2007年12月02日

Hawaii low in suicides, depression

Hawai'i is among the states with the fewest depressed residents and suicides per 100,000 people, according to a national report released yesterday.

Hawai'i's suicide rate places it 41st in the country, and it is the second-least depressed state, reports Mental Health America, a nonprofit that promotes mental wellness.

"It's a positive ranking but we can't see this as a time to relax and say 'Gee, we're rated petty good,' " said Dr. Thomas Hester, chief of the Adult Mental Health Division at the Hawai'i Department of Health. "The overall message is to redouble our effort in reducing suicides in Hawai'i. We shouldn't feel comforted by this report. Currently, we have one suicide every three days in Hawai'i. We can do better."
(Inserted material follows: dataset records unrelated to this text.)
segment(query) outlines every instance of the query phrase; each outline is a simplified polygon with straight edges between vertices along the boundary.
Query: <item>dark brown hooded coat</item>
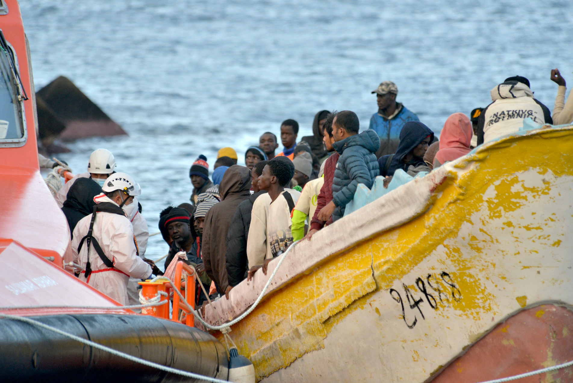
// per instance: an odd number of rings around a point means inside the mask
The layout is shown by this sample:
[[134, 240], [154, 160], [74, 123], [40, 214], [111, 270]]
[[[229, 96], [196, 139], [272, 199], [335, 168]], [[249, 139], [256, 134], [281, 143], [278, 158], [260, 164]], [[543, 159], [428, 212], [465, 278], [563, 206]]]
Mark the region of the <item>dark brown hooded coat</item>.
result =
[[312, 154], [318, 157], [321, 163], [328, 156], [328, 152], [326, 151], [326, 146], [323, 142], [323, 132], [319, 130], [319, 122], [321, 119], [326, 118], [328, 113], [328, 110], [321, 110], [317, 113], [315, 121], [312, 122], [312, 136], [307, 136], [301, 139], [301, 141], [308, 143]]
[[219, 185], [221, 202], [205, 216], [201, 253], [205, 272], [215, 281], [219, 293], [229, 286], [225, 253], [227, 233], [237, 207], [250, 196], [251, 172], [248, 168], [233, 165], [225, 171]]

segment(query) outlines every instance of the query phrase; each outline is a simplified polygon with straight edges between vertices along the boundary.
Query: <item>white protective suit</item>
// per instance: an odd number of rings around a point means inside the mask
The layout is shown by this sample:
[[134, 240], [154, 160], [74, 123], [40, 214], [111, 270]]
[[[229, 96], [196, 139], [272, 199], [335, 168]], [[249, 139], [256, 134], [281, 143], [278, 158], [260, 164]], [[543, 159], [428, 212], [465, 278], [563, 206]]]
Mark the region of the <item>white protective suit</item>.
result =
[[[89, 172], [86, 172], [85, 173], [80, 173], [80, 174], [76, 175], [76, 176], [72, 178], [71, 180], [64, 184], [64, 186], [58, 191], [58, 192], [56, 194], [54, 198], [56, 199], [56, 202], [58, 203], [58, 206], [60, 208], [64, 207], [64, 203], [66, 202], [68, 199], [68, 191], [70, 189], [72, 185], [73, 185], [73, 183], [76, 182], [76, 180], [79, 178], [89, 178], [92, 176]], [[85, 234], [84, 234], [85, 235]]]
[[[103, 194], [96, 196], [93, 200], [97, 203], [111, 202], [117, 206]], [[92, 215], [89, 214], [77, 223], [72, 241], [73, 261], [84, 268], [88, 260], [88, 246], [84, 242], [79, 254], [77, 247], [81, 239], [88, 233], [91, 219]], [[101, 246], [104, 253], [113, 261], [113, 267], [108, 268], [91, 245], [89, 262], [93, 271], [88, 278], [85, 278], [82, 272], [80, 279], [119, 303], [127, 305], [128, 304], [127, 284], [129, 277], [140, 279], [148, 278], [152, 271], [151, 266], [137, 256], [131, 223], [124, 216], [100, 212], [96, 217], [93, 235]]]
[[[147, 221], [139, 212], [139, 203], [137, 198], [134, 197], [131, 203], [123, 207], [123, 210], [133, 226], [134, 234], [135, 234], [135, 240], [138, 242], [138, 247], [139, 249], [139, 256], [143, 258], [145, 255], [145, 250], [147, 248], [149, 228], [147, 227]], [[139, 302], [139, 291], [138, 289], [139, 287], [138, 284], [140, 281], [141, 280], [139, 278], [129, 277], [129, 281], [127, 284], [127, 296], [130, 305], [141, 304]], [[141, 312], [140, 308], [134, 308], [133, 310], [137, 312]]]

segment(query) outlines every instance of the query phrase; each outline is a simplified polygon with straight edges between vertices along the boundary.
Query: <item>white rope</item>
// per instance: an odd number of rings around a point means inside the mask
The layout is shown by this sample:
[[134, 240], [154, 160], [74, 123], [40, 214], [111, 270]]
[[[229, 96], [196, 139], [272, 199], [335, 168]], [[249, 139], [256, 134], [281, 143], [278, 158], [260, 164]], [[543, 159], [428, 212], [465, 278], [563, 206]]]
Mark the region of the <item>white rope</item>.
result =
[[[295, 247], [295, 245], [299, 241], [295, 241], [295, 242], [293, 242], [291, 245], [291, 246], [289, 246], [288, 247], [288, 248], [285, 251], [285, 252], [283, 253], [282, 254], [281, 256], [281, 258], [280, 260], [278, 261], [278, 263], [277, 264], [277, 266], [276, 268], [274, 268], [274, 270], [273, 270], [272, 273], [270, 274], [270, 277], [269, 278], [269, 280], [268, 280], [266, 281], [266, 284], [265, 284], [265, 287], [262, 288], [262, 291], [261, 292], [260, 295], [259, 295], [258, 297], [257, 298], [257, 300], [256, 300], [254, 301], [254, 303], [253, 303], [252, 304], [252, 305], [251, 305], [251, 307], [249, 308], [249, 310], [248, 310], [246, 311], [245, 311], [245, 312], [244, 312], [241, 315], [240, 315], [240, 316], [235, 318], [234, 319], [233, 319], [231, 322], [228, 322], [227, 323], [225, 323], [224, 324], [222, 324], [221, 326], [211, 326], [211, 324], [209, 324], [209, 323], [207, 323], [207, 322], [206, 322], [205, 320], [203, 320], [203, 319], [201, 317], [201, 316], [197, 311], [195, 311], [194, 310], [193, 310], [193, 308], [191, 308], [191, 306], [189, 305], [189, 304], [187, 303], [187, 301], [185, 300], [185, 298], [184, 298], [183, 296], [183, 295], [181, 295], [181, 293], [180, 293], [180, 292], [179, 292], [179, 289], [175, 288], [175, 285], [167, 277], [163, 277], [163, 276], [156, 277], [155, 278], [154, 278], [152, 280], [151, 280], [151, 281], [152, 282], [155, 282], [156, 280], [158, 280], [158, 279], [160, 279], [160, 278], [164, 278], [165, 280], [168, 280], [171, 283], [171, 285], [173, 286], [173, 289], [175, 291], [175, 292], [176, 293], [177, 293], [177, 295], [179, 295], [179, 299], [181, 300], [181, 301], [183, 302], [183, 303], [185, 303], [185, 305], [187, 306], [187, 309], [189, 310], [189, 311], [190, 312], [193, 313], [193, 315], [195, 315], [195, 318], [197, 318], [198, 319], [199, 319], [199, 321], [201, 322], [201, 323], [202, 323], [204, 326], [205, 326], [207, 328], [210, 328], [211, 330], [221, 330], [221, 332], [222, 332], [223, 334], [226, 334], [226, 333], [227, 333], [227, 332], [229, 332], [230, 329], [229, 329], [229, 330], [227, 330], [227, 331], [223, 331], [223, 329], [228, 328], [229, 327], [230, 327], [231, 326], [233, 326], [235, 323], [236, 323], [240, 322], [240, 320], [241, 320], [245, 316], [246, 316], [247, 315], [248, 315], [249, 314], [250, 314], [253, 311], [253, 310], [254, 310], [255, 309], [255, 308], [257, 306], [257, 305], [258, 305], [259, 303], [261, 301], [261, 300], [262, 299], [262, 297], [265, 295], [265, 293], [266, 292], [267, 289], [269, 288], [269, 286], [270, 285], [271, 281], [273, 280], [273, 278], [274, 277], [275, 274], [276, 274], [277, 271], [278, 270], [278, 268], [280, 268], [281, 266], [281, 265], [282, 264], [282, 262], [284, 261], [284, 260], [285, 259], [286, 259], [286, 254], [289, 253], [289, 252], [291, 251], [291, 250], [293, 247]], [[202, 285], [202, 284], [203, 284], [199, 283], [199, 284]], [[204, 289], [205, 288], [203, 288], [203, 291], [205, 291], [205, 289]], [[207, 295], [207, 297], [208, 296], [209, 296]]]
[[193, 378], [194, 379], [206, 380], [210, 382], [213, 382], [214, 383], [229, 383], [229, 381], [226, 380], [221, 380], [221, 379], [217, 379], [216, 378], [211, 378], [211, 377], [205, 376], [204, 375], [199, 375], [199, 374], [195, 374], [192, 372], [188, 372], [187, 371], [183, 371], [182, 370], [178, 370], [177, 369], [174, 369], [171, 367], [167, 367], [166, 366], [163, 366], [163, 365], [154, 363], [153, 362], [150, 362], [149, 361], [146, 361], [144, 359], [140, 359], [139, 358], [132, 356], [128, 354], [125, 354], [125, 353], [122, 353], [116, 350], [110, 349], [108, 347], [106, 347], [102, 345], [100, 345], [99, 343], [96, 343], [94, 342], [92, 342], [91, 341], [84, 339], [83, 338], [80, 338], [80, 336], [77, 336], [72, 334], [69, 334], [65, 331], [62, 331], [61, 330], [59, 330], [55, 327], [53, 327], [51, 326], [44, 324], [41, 322], [39, 322], [36, 320], [30, 319], [29, 318], [24, 318], [22, 316], [16, 316], [15, 315], [9, 315], [7, 314], [0, 314], [0, 318], [5, 318], [8, 319], [19, 320], [20, 322], [23, 322], [26, 323], [33, 324], [38, 327], [41, 327], [42, 328], [45, 328], [46, 330], [49, 330], [50, 331], [53, 331], [56, 334], [59, 334], [61, 335], [67, 336], [68, 338], [74, 339], [74, 341], [77, 341], [80, 343], [88, 345], [88, 346], [91, 346], [92, 347], [95, 347], [96, 349], [99, 349], [100, 350], [103, 350], [103, 351], [107, 351], [110, 354], [111, 354], [112, 355], [115, 355], [117, 357], [124, 358], [132, 362], [139, 363], [145, 366], [148, 366], [149, 367], [152, 367], [158, 370], [162, 370], [163, 371], [166, 371], [167, 372], [170, 372], [172, 374], [177, 374], [178, 375], [186, 376], [189, 378]]
[[519, 375], [515, 375], [514, 376], [509, 376], [507, 378], [501, 378], [500, 379], [494, 379], [493, 380], [488, 380], [486, 382], [480, 382], [480, 383], [503, 383], [503, 382], [509, 382], [512, 380], [516, 380], [516, 379], [521, 379], [521, 378], [527, 378], [529, 376], [532, 376], [533, 375], [537, 375], [538, 374], [543, 374], [544, 372], [548, 372], [550, 371], [553, 371], [554, 370], [559, 370], [559, 369], [564, 368], [566, 367], [568, 367], [573, 365], [573, 361], [570, 362], [567, 362], [566, 363], [563, 363], [560, 365], [557, 365], [556, 366], [553, 366], [552, 367], [547, 367], [547, 368], [541, 369], [541, 370], [536, 370], [535, 371], [531, 371], [530, 372], [525, 373], [524, 374], [520, 374]]
[[60, 174], [58, 173], [58, 171], [62, 169], [60, 166], [57, 166], [48, 173], [44, 181], [46, 181], [46, 184], [48, 185], [48, 188], [50, 189], [50, 192], [52, 193], [52, 195], [55, 196], [57, 194], [58, 192], [60, 189], [62, 188], [62, 181], [60, 179]]
[[[146, 298], [144, 296], [143, 296], [143, 289], [142, 289], [141, 290], [139, 291], [139, 302], [142, 305], [159, 305], [157, 304], [161, 301], [162, 295], [163, 295], [163, 296], [169, 296], [169, 295], [167, 294], [167, 293], [165, 292], [164, 291], [158, 291], [157, 295], [151, 298], [149, 298], [148, 299], [147, 298]], [[168, 301], [166, 300], [163, 301], [163, 303], [166, 303], [167, 301]]]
The study ranked depression based on the percentage of the adults and adolescents experiencing at least one major depressive episode in the past year, the percentage of adults experiencing serious psychological distress and the average number of days in the last 30 days in which the population reported that their mental health was not good.

South Dakota ranked as the "least depressed" state, followed by Hawai'i, New Jersey, Iowa, Maryland, Minnesota, Louisiana, Illinois, North Dakota and Texas. The "most depressed" state is Utah, followed by West Virginia, Kentucky, Rhode Island, Nevada, Oklahoma, Idaho, Missouri, Ohio and Wyoming.

The District of Columbia has the lowest suicide rate, followed by New York, Massachusetts, New Jersey, Rhode Island, Illinois, Connecticut, Maryland and Hawai'i. The highest suicide rates are in Alaska, Nevada, New Mexico, Montana, Wyoming, Idaho and Utah.

The study, "Ranking America's Mental Health: An Analysis of Depression Across the States," said states with better access to care had lower suicide and depression rates.